In speaking about Mehta, Shirley lowered his voice, as if he was afraid of being overheard; at one point, he thought he spotted a fellow Breach Candy Club member on an upper floor of the hotel (‘Fuck me, what’s he doing here?’), and he refused to proceed until this man had passed safely out of eyeshot. Mehta was a lawyer of some standing in Mumbai, best known perhaps for representing a Bollywood star in a ghastly hit-and-run case but also plugged intimately into the highest, tightest networks of politics and corporations. He was a fixer, another lawyer told me. In India, such a description promises services of inordinate value. A fixer can hook up politicians andbusinessmen for mutual benefit; he can help companies wriggle out of niggling legal obligations or point them towards a bureaucrat on the make. The best fixers can, when presented with the wild thickets and tangles of India’s business environment, tame them into disciplined topiaries.
In Shirley’s eyes, Mehta was also the villain of this piece. Around the time that Shirley joined the club, Mehta became a legal adviser to the managing committee. Back then he had not been a member of the club at all, but in December 2004, he was folded into the committee wholesale, a barefaced breach of the constitution. This sequence of events, mystifyingly, went unnoticed by the club at large. ‘We let it happen,’ Shirley said, waggling his head with regret. ‘It’s our own fault.’
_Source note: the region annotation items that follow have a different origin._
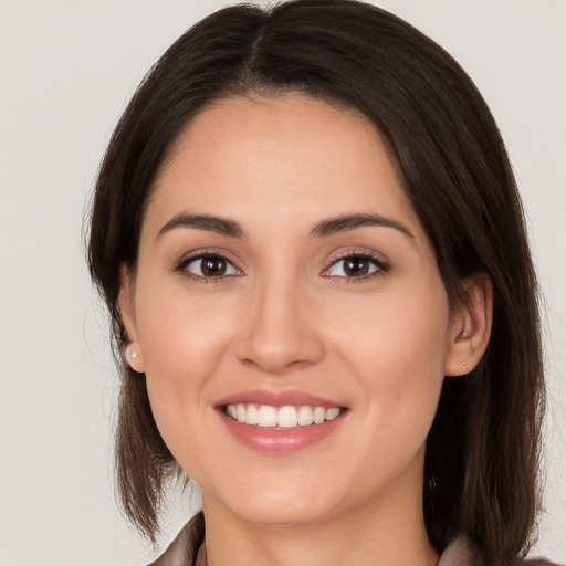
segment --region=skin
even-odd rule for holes
[[[326,219],[370,213],[398,227],[312,235]],[[164,231],[179,214],[230,219],[245,235]],[[199,252],[227,258],[227,274],[182,263]],[[346,253],[379,263],[347,277]],[[489,282],[467,287],[451,313],[388,150],[357,113],[298,95],[238,97],[182,133],[120,306],[159,430],[202,489],[209,566],[437,563],[422,517],[426,438],[444,375],[474,367],[491,325]],[[214,407],[261,388],[348,410],[311,448],[261,453]]]

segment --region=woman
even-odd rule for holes
[[[189,30],[115,130],[90,262],[126,513],[155,538],[166,483],[202,490],[156,564],[528,548],[543,375],[521,202],[474,85],[406,22],[308,0]]]

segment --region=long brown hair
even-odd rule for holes
[[[124,509],[155,538],[178,467],[144,376],[120,357],[120,265],[135,270],[154,179],[187,124],[214,99],[282,92],[356,108],[379,130],[452,307],[465,301],[465,277],[483,272],[493,283],[484,357],[468,378],[444,379],[427,442],[423,512],[439,552],[464,533],[489,564],[504,564],[528,548],[544,408],[537,287],[515,180],[496,124],[459,64],[407,22],[349,0],[209,15],[161,56],[114,132],[96,184],[88,262],[122,373],[116,462]]]

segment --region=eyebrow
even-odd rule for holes
[[[176,228],[208,230],[209,232],[229,235],[230,238],[244,238],[245,235],[241,224],[235,220],[210,214],[177,214],[157,232],[156,240]]]
[[[408,238],[415,238],[412,232],[401,222],[382,217],[380,214],[363,213],[363,214],[343,214],[336,218],[329,218],[318,222],[310,233],[311,238],[327,238],[329,235],[347,232],[357,228],[365,227],[384,227],[392,228],[403,233]],[[156,240],[167,232],[176,228],[192,228],[197,230],[208,230],[221,235],[230,238],[243,239],[245,232],[242,226],[235,220],[228,218],[214,217],[210,214],[177,214],[171,218],[157,233]]]
[[[392,218],[382,217],[380,214],[348,214],[331,218],[318,222],[311,231],[311,238],[326,238],[339,232],[347,232],[356,228],[368,226],[377,226],[384,228],[394,228],[403,233],[408,238],[415,238],[412,232],[401,222]]]

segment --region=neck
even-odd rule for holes
[[[203,497],[207,566],[433,566],[439,557],[427,536],[421,488],[294,525],[253,523]]]

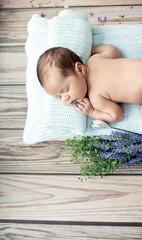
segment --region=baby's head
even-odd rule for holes
[[[82,101],[87,93],[86,67],[67,48],[50,48],[39,58],[37,76],[44,90],[63,104]]]

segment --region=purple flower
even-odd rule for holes
[[[104,25],[107,22],[107,18],[104,17],[104,19],[102,20],[100,17],[98,17],[98,23],[100,23],[101,25]]]
[[[40,14],[40,16],[41,16],[41,17],[44,17],[44,16],[45,16],[45,14],[42,12],[42,13]]]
In the year following that heated AGM of 2012, Shirley and some of his similarly incensed colleagues thought they had found more reasons for Mehta to be ejected from the club. He had, they claimed, broken the rules a second time by inducting another Indian – a friend of his named Lalit Agarwal – onto the committee, and he had hoisted himself up into the chairman’s seat. He had razed trees and built walls without approval. He had farmed out part of the club’s legal work to his own law firm, paying himself handsomely in the process. He had hectically escalated the life membership fee, from the 20,000 rupees that Shirley had paid to a vertiginous 10 million rupees plus tax – more than £100,000. ( The London club White’s, which was founded in 1693 and requires thirty-six other members to vouch for you when you apply, charges around £1,275; the Century Association in New York, which has counted as its members Franklin D. Roosevelt and Henry Kissinger, has an annual fee reported to hover around 42,000.) Under Mehta’s stewardship, the committee grew about as transparent as a bomb shelter, refusing to release information when members asked for it.
Most of these complaints were listed in a circular that some distressed trust members drew up, calling for an extraordinary general meeting – a putsch, really, intended to topple Mehta and his committee. On the evening of 21 October 2013, forty-eight of these members convened in a college classroom, and this meeting brimmed with anger as well. ‘There were thirty resolutions put forward! Thirty!’ Shirley said, his voice squeaky with disbelief. The putschists elected a new committee-in-exile, with Shirley as chairman, and they decided that their lawyers would issue Mehta a notice, informing him that he had been dethroned by due process. Then, satisfied with an evening’s work well done, they strolled down the road to their club for a drink.